The current hardware is a large computer board, but the team says the hardware could shrink to the size of a chip for implantation on the patient’s skull. This chip will communicate wirelessly with intracranial electrodes, which are also being designed.
“Three years ago, the project was basically an idea,” says Erik Biegert, an electrical engineering student. “About one-third of the three million epilepsy patients in the United States don’t respond to anti-seizure medications. The only option left for those patients is to undergo surgery to remove the part of the brain that is the issue; we hope to replace that option with something a lot less invasive.”
“In terms of next steps, I think that what mostly needs to be done is work on how the device is actually going to interact with the input electrodes and how it would pass on its output to actual neurostimulators,” says Randy Zhang, a senior electrical engineering major. Zhang says the team is preparing an academic paper on the project.
“What we really focused on this year was to create the processing unit and all of the machine learning intelligence that can make this happen. On a higher level, the next steps could be to flesh out the design and move it onto a silicon chip so it can be created into an actual device,” he adds.
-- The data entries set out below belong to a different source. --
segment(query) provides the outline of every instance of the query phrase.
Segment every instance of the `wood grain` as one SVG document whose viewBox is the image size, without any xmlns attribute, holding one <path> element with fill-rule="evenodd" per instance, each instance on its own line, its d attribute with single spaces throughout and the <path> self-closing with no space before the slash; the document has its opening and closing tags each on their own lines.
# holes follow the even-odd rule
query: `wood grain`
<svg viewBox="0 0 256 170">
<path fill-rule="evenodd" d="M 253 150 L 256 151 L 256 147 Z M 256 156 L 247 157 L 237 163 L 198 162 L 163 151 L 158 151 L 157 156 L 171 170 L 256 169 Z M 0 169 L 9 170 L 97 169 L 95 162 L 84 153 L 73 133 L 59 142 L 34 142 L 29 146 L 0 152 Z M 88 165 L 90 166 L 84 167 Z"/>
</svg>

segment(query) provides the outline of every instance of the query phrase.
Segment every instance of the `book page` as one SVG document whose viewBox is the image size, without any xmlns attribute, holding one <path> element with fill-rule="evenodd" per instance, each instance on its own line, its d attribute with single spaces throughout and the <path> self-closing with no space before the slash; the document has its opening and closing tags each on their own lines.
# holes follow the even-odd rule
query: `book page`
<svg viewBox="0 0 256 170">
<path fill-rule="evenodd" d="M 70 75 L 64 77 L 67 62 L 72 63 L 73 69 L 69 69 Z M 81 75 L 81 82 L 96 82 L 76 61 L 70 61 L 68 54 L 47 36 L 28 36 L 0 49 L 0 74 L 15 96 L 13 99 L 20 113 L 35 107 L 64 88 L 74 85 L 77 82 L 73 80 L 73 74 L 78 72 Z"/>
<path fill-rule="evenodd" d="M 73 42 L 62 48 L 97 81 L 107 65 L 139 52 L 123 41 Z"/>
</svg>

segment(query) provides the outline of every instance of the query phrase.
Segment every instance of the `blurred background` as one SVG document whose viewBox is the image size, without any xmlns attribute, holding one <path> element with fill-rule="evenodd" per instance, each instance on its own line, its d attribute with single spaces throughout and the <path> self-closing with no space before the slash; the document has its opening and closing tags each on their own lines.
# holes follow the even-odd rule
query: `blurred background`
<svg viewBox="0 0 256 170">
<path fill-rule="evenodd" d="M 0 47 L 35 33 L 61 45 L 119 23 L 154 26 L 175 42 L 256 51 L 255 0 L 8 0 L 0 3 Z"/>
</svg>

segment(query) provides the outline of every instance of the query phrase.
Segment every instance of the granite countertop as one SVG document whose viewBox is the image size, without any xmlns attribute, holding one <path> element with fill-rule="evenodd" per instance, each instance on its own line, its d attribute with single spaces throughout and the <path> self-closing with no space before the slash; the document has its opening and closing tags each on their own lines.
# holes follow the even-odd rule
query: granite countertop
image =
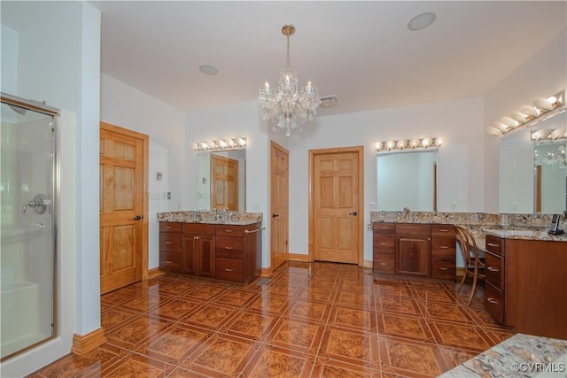
<svg viewBox="0 0 567 378">
<path fill-rule="evenodd" d="M 485 235 L 503 239 L 543 240 L 551 242 L 567 242 L 567 235 L 551 235 L 548 231 L 530 229 L 483 229 Z"/>
<path fill-rule="evenodd" d="M 439 377 L 565 377 L 566 374 L 567 340 L 516 334 Z"/>
<path fill-rule="evenodd" d="M 229 212 L 226 218 L 219 218 L 219 212 L 211 211 L 179 211 L 158 212 L 159 222 L 206 223 L 214 225 L 246 226 L 262 221 L 261 212 Z"/>
</svg>

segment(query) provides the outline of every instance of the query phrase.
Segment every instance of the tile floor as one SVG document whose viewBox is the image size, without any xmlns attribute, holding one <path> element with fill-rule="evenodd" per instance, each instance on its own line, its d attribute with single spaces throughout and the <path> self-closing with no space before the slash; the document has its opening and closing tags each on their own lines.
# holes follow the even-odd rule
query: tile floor
<svg viewBox="0 0 567 378">
<path fill-rule="evenodd" d="M 482 287 L 470 307 L 454 288 L 333 263 L 248 286 L 164 275 L 102 296 L 107 343 L 29 376 L 437 376 L 512 335 Z"/>
</svg>

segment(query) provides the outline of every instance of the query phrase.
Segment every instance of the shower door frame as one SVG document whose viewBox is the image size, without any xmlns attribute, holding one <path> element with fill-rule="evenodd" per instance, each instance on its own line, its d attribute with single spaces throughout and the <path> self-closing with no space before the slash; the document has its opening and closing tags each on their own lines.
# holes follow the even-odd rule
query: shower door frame
<svg viewBox="0 0 567 378">
<path fill-rule="evenodd" d="M 52 256 L 52 290 L 53 290 L 53 297 L 52 297 L 52 332 L 51 336 L 46 337 L 37 343 L 34 343 L 31 345 L 28 345 L 25 348 L 22 348 L 15 352 L 12 352 L 4 358 L 0 359 L 0 361 L 6 361 L 15 356 L 20 355 L 26 351 L 28 351 L 34 348 L 36 348 L 39 345 L 42 345 L 50 340 L 53 340 L 58 337 L 58 199 L 59 199 L 59 183 L 60 183 L 60 162 L 59 162 L 59 154 L 58 154 L 58 123 L 60 119 L 60 110 L 46 105 L 43 103 L 35 100 L 27 100 L 21 97 L 18 97 L 16 96 L 9 95 L 4 92 L 0 92 L 0 102 L 4 103 L 8 105 L 18 106 L 31 112 L 39 112 L 42 114 L 45 114 L 52 117 L 53 125 L 51 126 L 53 131 L 53 162 L 52 162 L 52 193 L 53 197 L 51 198 L 51 223 L 52 223 L 52 245 L 51 251 L 53 252 Z"/>
</svg>

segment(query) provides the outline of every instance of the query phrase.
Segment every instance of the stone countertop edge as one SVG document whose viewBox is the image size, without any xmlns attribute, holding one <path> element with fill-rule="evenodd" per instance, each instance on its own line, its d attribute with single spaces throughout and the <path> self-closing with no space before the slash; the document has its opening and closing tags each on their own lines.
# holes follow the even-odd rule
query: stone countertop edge
<svg viewBox="0 0 567 378">
<path fill-rule="evenodd" d="M 201 223 L 214 225 L 234 225 L 246 226 L 261 222 L 262 212 L 232 212 L 228 220 L 219 220 L 213 216 L 213 212 L 208 211 L 177 211 L 158 212 L 157 218 L 159 222 L 181 222 L 181 223 Z M 199 216 L 200 215 L 200 216 Z"/>
<path fill-rule="evenodd" d="M 545 369 L 564 376 L 566 362 L 567 340 L 516 334 L 439 377 L 538 377 Z"/>
</svg>

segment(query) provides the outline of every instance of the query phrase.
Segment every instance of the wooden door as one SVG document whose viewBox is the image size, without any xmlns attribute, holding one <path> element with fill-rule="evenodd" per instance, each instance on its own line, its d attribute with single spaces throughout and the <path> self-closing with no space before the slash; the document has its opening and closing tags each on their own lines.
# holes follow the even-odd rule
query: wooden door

“This is a work in progress, and we’re just scratching the surface,” says the team’s faculty adviser Behnaam Aazhang, a professor of electrical and computer engineering. “This is at least three to five to seven years away from a product that could begin the clinical trials process, and then there is forming a business partnership, along with the whole FDA approvals process.”
The project is part of Rice’s Vertically Integrated Projects (VIP) program. The National Science Foundation is the sponsor of the broader research project that underlies VIP. Nitin Tandon, a neurosurgeon at University of Texas Health Science Center at Houston and co-principal investigator of the NSF project, provided real intracranial patient seizure data for the project as well as technical advice and specifications.